Realmente… I
can´t tell you when it all started…. Because as long as I can remember, it has
always been…. Cuando fuimos al Huila for the second time, Jessica was already
born and I made a zoo with rocks and remembering each rock was an animal… or en
el kinder, at Holding Hands, when Danny Hertzburg grabbed a zebra wing
butterfly that had gotten trapped in Mrs. Roberta´s classroom and hastily
captured it to put it in the aquarium of a Horned Toad to eat. I went crazy,
berserk trying to set that butterfly free, mi madre was called and I was sent
home from school.
I remember
when I used to say that when I died I wanted my body to be fed to carnivorous
animals at the zoo that would have a use for my body. I can´t remember if this
was before or after I started to get sent to see Mr. Baumb, the counselor at
Miami Shores Elementary when I was in Mrs.
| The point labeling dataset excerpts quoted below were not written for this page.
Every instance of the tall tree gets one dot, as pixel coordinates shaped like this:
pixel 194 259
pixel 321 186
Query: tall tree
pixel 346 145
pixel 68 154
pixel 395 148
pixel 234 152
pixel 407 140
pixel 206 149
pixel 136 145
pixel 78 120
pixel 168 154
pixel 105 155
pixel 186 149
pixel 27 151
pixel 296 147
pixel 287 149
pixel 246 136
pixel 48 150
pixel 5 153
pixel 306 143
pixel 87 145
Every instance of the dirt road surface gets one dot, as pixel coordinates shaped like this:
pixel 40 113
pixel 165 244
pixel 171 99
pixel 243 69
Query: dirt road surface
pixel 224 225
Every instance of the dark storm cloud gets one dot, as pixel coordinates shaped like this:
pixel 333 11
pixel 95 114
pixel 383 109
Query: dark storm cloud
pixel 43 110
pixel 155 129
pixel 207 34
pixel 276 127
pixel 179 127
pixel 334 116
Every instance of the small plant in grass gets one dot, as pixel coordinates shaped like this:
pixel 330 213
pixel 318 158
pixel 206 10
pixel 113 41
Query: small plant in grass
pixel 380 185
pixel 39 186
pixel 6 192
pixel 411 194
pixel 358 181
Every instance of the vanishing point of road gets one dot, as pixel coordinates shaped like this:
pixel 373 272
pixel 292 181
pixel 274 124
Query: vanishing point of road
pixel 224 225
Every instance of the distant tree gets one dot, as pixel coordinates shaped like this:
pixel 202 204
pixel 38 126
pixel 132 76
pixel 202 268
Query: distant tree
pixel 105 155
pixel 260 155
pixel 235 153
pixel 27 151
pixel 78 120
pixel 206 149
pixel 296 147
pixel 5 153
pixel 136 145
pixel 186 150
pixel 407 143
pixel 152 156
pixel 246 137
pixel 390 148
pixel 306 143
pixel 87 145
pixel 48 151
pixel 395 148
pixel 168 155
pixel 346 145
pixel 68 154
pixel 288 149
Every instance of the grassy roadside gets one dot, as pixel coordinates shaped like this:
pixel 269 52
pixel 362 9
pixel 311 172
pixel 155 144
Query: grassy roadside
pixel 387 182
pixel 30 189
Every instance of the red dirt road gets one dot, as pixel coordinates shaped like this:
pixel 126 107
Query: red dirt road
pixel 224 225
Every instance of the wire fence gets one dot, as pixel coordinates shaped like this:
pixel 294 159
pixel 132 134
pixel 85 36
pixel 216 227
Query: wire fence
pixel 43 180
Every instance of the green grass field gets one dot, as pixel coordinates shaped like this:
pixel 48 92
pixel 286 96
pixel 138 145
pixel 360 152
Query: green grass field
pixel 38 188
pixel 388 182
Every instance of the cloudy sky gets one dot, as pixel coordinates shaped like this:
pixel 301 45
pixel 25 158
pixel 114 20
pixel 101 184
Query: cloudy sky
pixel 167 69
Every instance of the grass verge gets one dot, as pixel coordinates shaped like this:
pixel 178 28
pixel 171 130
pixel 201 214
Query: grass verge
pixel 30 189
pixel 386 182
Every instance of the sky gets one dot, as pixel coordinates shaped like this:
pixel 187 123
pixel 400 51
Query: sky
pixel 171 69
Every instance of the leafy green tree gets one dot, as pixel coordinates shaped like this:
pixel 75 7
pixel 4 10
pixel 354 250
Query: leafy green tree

Benke´s third grade class, but at
some point Nirza´s then partner, David, told me I could not tell people those
things because it was not right. When I told my mom she told Nirza to not let
David say those things to me and later Nirza scolded me for being a sapo, a snitch.
In Mrs. Benke´s
third grade class the bullies I feared to most were Alexis Latimer, Nathan
Haughn, and Joseph Dumbrowsky, Joseph used to be my friend but at some point
decided not to. In third or fourth grade his mother was a doctor who burned
some warts off of my knees because during elementary school there was a time
that I had over 15 warts all over my legs.
I remember
in Mrs. Sloanin´s first grade class when I always wanted to be on the girl´s
team when we played girl´s against boys and when in Mrs. Ellis´s fourth grade
glass Mills Hunter Howell called me a “Gaylord” when I tried to reach my arm
into his baggy shirt without touching him so he would not notice and I was not
successful.
I remember
at some point during all of this, I started to get in trouble cause I would
openly say that “I wanted to die” and managed to cut myself a few times.
I remember
in 5th grade the Clinton v. Bush elections where Clinton won, I
remember the group of smart, rich girls with good grades, all white except one
from India, Anjali Shaker, were all Republicans. My parent´s to this day as
citizens barely grasp politics and had no affiliation, with no set line at my
house… I remember being torn that all from friends liked Democrats but I liked
elephants more than donkeys because they were wild animals and not domesticated
ones.
My mom
would buy me speedo type swim wear which I hated cause I was teased and others
would call me fag. Opps!
The year I
was in fifth grade, was the year after the summer of Hurricane Andrew, my mom,
sisters and I were in Colombia but my dad was at the house in Miami Shores when
Andrew hit and we would find out later our German Shepard Timmy ran away from
the noise made by the electrical generator in the aftermath. At least this is
the story we were told. . Afterwards
I remember
when in Mrs. Bostick´s sixth grade geography class at Horace Mann Middle School
a girl who was in our class, her father had been in the protests in Miami
against the US backed Coup d’état in Haiti that took Jean Bernard Aristide out.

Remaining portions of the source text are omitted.